I chuckle a little bit every time I hear “every surgeon has a different method of doing things!" But... it really doesn’t surprise me.
That’s because, every surgeon, every surgery and every recovery is different. So the way your surgeon does things is based on their own knowledge and personal experience.
If you turn to the Internet for answers to your breast augmentation questions, expect lots of different answers.
That’s why it’s best to take your internet research with a grain of salt... and be sure to ask your own surgeon for the answers to your questions.
Here’s just a few ways surgeons may approach things differently:
Drains or No Drains
Drains aren’t actually used routinely in breast implant surgery. The two main reasons drains might be used is:
- if you get textured implants - to help limit fluid around the implant because the body needs to "stick" to the textured implant surface. Fluid build-up could interfere with that. Or,
- if there’s concern about bleeding (there is usually minimal blood loss with a BA). More complicated surgeries (e.g. revisions and lifts) may need them.

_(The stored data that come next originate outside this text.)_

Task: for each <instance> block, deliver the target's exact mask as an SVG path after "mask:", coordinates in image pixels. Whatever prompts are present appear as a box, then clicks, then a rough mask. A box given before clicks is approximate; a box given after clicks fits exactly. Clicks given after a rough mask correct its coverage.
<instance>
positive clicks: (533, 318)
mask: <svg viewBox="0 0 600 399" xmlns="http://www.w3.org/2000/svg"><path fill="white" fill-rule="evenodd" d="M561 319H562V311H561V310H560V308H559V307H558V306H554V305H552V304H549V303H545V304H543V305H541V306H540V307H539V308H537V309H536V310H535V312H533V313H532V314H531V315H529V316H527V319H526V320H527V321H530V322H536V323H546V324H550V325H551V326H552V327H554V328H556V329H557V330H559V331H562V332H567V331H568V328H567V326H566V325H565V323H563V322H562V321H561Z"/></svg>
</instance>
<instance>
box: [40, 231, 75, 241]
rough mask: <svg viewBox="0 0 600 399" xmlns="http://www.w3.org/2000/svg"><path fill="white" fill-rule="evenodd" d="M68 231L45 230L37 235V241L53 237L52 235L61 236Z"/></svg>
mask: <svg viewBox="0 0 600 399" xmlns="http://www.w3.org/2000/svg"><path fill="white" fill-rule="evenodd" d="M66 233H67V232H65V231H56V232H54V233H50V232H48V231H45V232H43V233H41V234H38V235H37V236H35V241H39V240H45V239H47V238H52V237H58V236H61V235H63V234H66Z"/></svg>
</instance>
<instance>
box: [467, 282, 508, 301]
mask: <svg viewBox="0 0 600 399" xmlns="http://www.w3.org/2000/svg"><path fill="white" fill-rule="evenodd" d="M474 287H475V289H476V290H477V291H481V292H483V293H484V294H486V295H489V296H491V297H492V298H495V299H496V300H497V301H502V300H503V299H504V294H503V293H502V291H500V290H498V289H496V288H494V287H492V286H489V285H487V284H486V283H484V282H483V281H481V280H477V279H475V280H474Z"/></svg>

If you ask and your surgeon says they’ll be using drains, ask why. Some surgeons use them in all their surgeries. It seems to be down to personal technique/preference.
Many surgeons have very specific beliefs about bra usage after breast augmentation. After surgery your surgeon will advise you on what their bra rules are.
It could be: no bra, a soft bra, a sports bra or a compression bra.
Going braless is advised by some surgeons until the implants have dropped into position.
When a supportive bra is recommended it’s to protect the tissues, hold dressings in place, and prevent extra movement of the implants.
Some surgeons like a tighter compression bra as they feel it helps control swelling and adds support in the early healing period.
And... (although I don’t hear it happening too often) some surgeons recommended use of a wired bra straight away... if they do it may be to define a new inframammary fold (basically when they alter the crease under your breasts).
There is no evidence to suggest whether any type of bra is beneficial though... so your surgeon is recommending what they do based on their experience and what they have seen work best for them.
Strap or No Strap
Sometimes after a breast augmentation, your Plastic Surgeon may recommend you wear a strap across the top of your breasts.
Guess what... whether or not you have a strap after surgery depends on your own unique circumstances and that of your surgeon.
Some surgeons feel in the early healing period they help. Breasts will drop naturally but a strap may help speed up the process or help if implants are being stubborn about dropping in to place.
Massage or No Massage
Breast massaging can be a controversial subject. Some recommend it and others don’t think it does much.
Massaging won’t fix incorrectly placed implants (if they look wrong always consult your surgeon) and there’s not a lot of evidence proving that it prevents capsular contracture.
The benefit to breast massaging (if you’re told to do it) seems to lie in speeding up the process of softening implants. In which case, it’s more accurate to refer to this as “breast implant displacement exercises”. The theory: that movement of the implant (as directed by your surgeon – don’t try this at home without being told to) is to maintain the implant pocket that was created during surgery to maintain a soft and supple breast appearance.
All surgeons have some degree of differing opinions about almost everything to do with a breast augmentation. My points mentioned above certainly aren’t all the differences there are!
Pick a surgeon you trust and then trust their judgement with their recovery protocols. If they consistently get good results with the way they do things, then you are in good hands.
And... whatever your surgeon says - do it. He/she knows your situation best! Always follow YOUR surgeon’s instructions.